With versions 21.3 and 21.5 of the NVHPC compilers the following program:
#include <cstdio>
int main() {
std::size_t const N = 2;
printf("NVHPC %d.%d.%d\n", __NVCOMPILER_MAJOR__, __NVCOMPILER_MINOR__, __NVCOMPILER_PATCHLEVEL__);
for ( auto mode = 0; mode < 2; ++mode ) {
bool enable_gpu{mode};
const char* name{enable_gpu ? "GPU" : "CPU"};
int outer{};
#pragma acc parallel loop copy(outer) if(enable_gpu)

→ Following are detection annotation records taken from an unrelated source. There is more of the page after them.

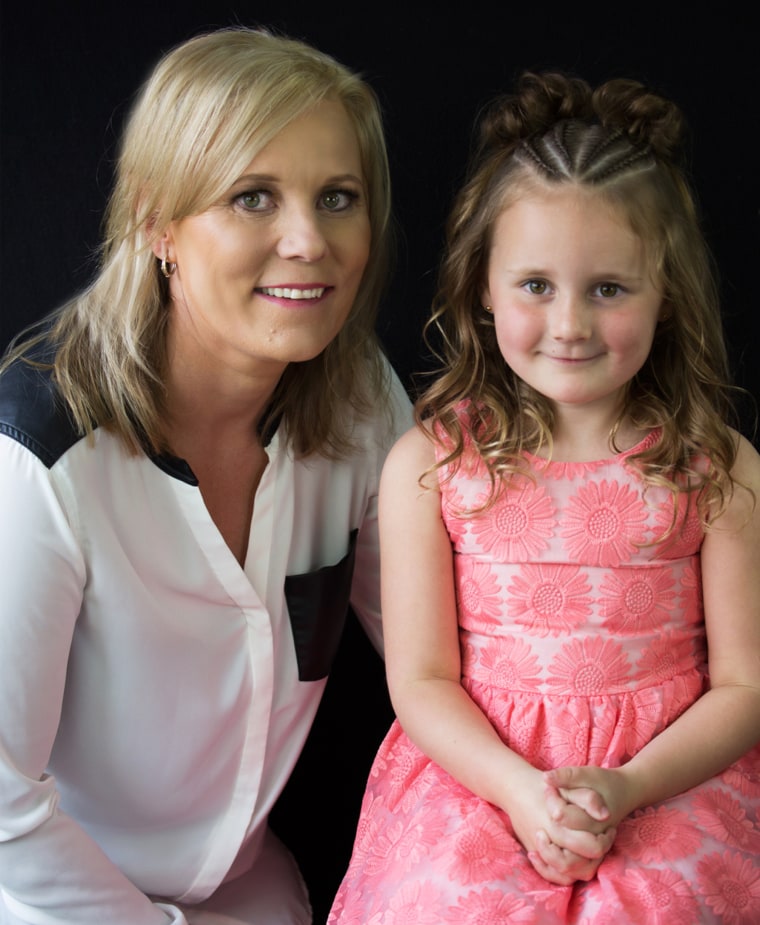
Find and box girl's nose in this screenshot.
[277,208,327,263]
[549,294,592,341]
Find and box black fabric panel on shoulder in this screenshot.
[0,346,82,468]
[285,530,359,681]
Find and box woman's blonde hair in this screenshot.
[416,72,748,520]
[4,28,392,456]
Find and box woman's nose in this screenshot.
[277,208,327,262]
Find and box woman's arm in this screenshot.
[0,436,185,925]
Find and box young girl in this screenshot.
[329,68,760,925]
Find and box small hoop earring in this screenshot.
[161,254,177,279]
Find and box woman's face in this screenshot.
[160,101,370,375]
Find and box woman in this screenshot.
[0,29,411,925]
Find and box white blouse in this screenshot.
[0,356,411,925]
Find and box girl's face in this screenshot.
[482,185,662,426]
[154,102,370,375]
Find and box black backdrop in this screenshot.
[0,0,760,922]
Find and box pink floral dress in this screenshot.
[328,426,760,925]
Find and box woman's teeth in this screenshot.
[261,286,325,299]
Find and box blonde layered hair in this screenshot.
[416,73,748,522]
[3,28,392,456]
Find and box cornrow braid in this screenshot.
[416,71,736,521]
[514,120,655,185]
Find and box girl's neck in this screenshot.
[540,409,648,462]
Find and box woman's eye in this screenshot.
[237,190,272,212]
[321,189,359,212]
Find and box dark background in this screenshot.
[0,0,760,923]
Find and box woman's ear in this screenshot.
[145,222,174,261]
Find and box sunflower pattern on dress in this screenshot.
[328,420,760,925]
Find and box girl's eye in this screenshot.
[321,189,359,212]
[237,190,272,212]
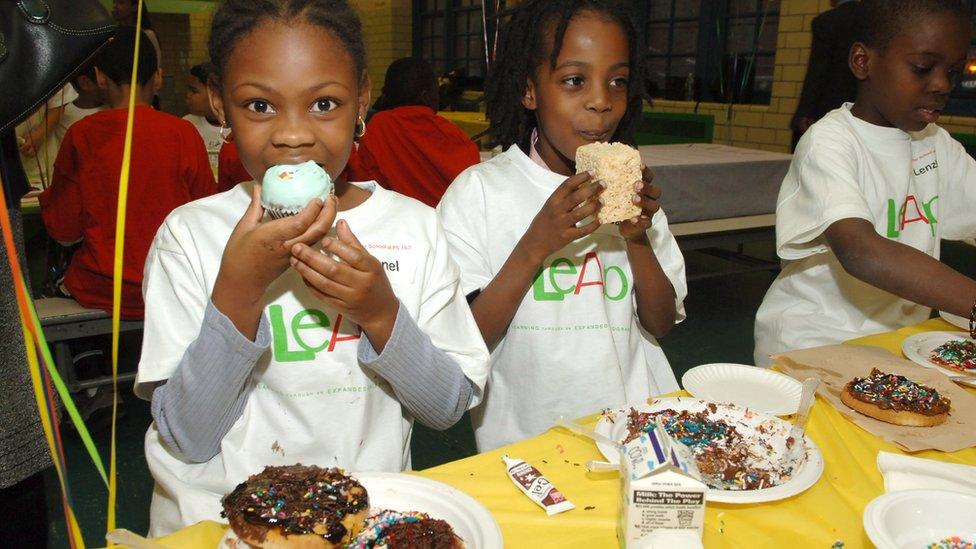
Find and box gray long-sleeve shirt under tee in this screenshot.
[152,302,474,463]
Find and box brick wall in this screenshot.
[351,0,413,103]
[152,13,191,116]
[650,0,976,152]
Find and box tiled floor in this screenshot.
[48,242,976,548]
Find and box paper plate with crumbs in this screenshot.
[901,332,976,387]
[217,473,504,549]
[596,397,824,503]
[681,363,803,416]
[862,490,976,549]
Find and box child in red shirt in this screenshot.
[347,58,481,207]
[39,27,216,319]
[217,134,254,193]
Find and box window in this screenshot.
[636,0,780,104]
[413,0,493,79]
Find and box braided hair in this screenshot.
[856,0,969,51]
[485,0,643,151]
[208,0,366,88]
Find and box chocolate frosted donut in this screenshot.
[349,511,464,549]
[221,464,369,548]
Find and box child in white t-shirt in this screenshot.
[183,63,224,172]
[438,0,686,451]
[54,64,105,148]
[136,0,488,535]
[17,84,78,186]
[755,0,976,365]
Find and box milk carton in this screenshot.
[617,417,708,547]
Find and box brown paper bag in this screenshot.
[773,345,976,452]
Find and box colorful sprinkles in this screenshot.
[346,510,430,549]
[925,536,976,549]
[929,339,976,372]
[221,464,369,542]
[847,368,949,414]
[345,510,464,549]
[624,404,793,490]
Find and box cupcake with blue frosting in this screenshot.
[261,160,333,219]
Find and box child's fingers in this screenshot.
[574,219,600,240]
[291,243,357,286]
[569,200,602,224]
[291,254,353,301]
[552,172,593,198]
[302,278,349,312]
[641,166,654,183]
[235,183,264,232]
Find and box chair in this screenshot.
[34,297,142,393]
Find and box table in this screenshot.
[437,111,488,138]
[159,319,976,549]
[638,143,792,227]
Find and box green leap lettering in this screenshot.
[268,305,360,362]
[532,252,630,301]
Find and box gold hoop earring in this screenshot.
[218,120,230,143]
[353,116,366,139]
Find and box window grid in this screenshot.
[414,0,485,77]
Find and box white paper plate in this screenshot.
[217,473,505,549]
[862,490,976,549]
[596,397,823,503]
[939,311,969,331]
[681,363,803,416]
[901,332,976,387]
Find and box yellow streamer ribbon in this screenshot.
[20,322,85,549]
[106,0,142,547]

for ( auto i = 0; i < N; ++i ) {
int local = 42;
#pragma acc atomic capture
local = outer++;
printf("local = %d, outer = %d\n", local, outer);
}
printf("%s: %s\n", name, outer == N ? "PASS" : "FAIL");
}
return 0;
}
gives incorrect results when compiled with nvc++ -o test test.cpp -acc
:
NVHPC 21.5.0
local = 0, outer = 0
local = 0, outer = 0
CPU: FAIL
local = 0, outer = 1
local = 1, outer = 2
GPU: PASS
and
NVHPC 21.3.0
local = 0, outer = 0
local = 0, outer = 0
CPU: FAIL
local = 0, outer = 1
local = 1, outer = 2
GPU: PASS
while with NVHPC 21.2 it gives correct results:
NVHPC 21.2.0
local = 0, outer = 1
local = 1, outer = 2
CPU: PASS
local = 0, outer = 1
local = 1, outer = 2
GPU: PASS
this seems like an alarming regression. Do you agree this is a bug, or is the test case doing something undefined?
We can temporarily roll back to 21.2, but it would be great to get this fixed in the next release.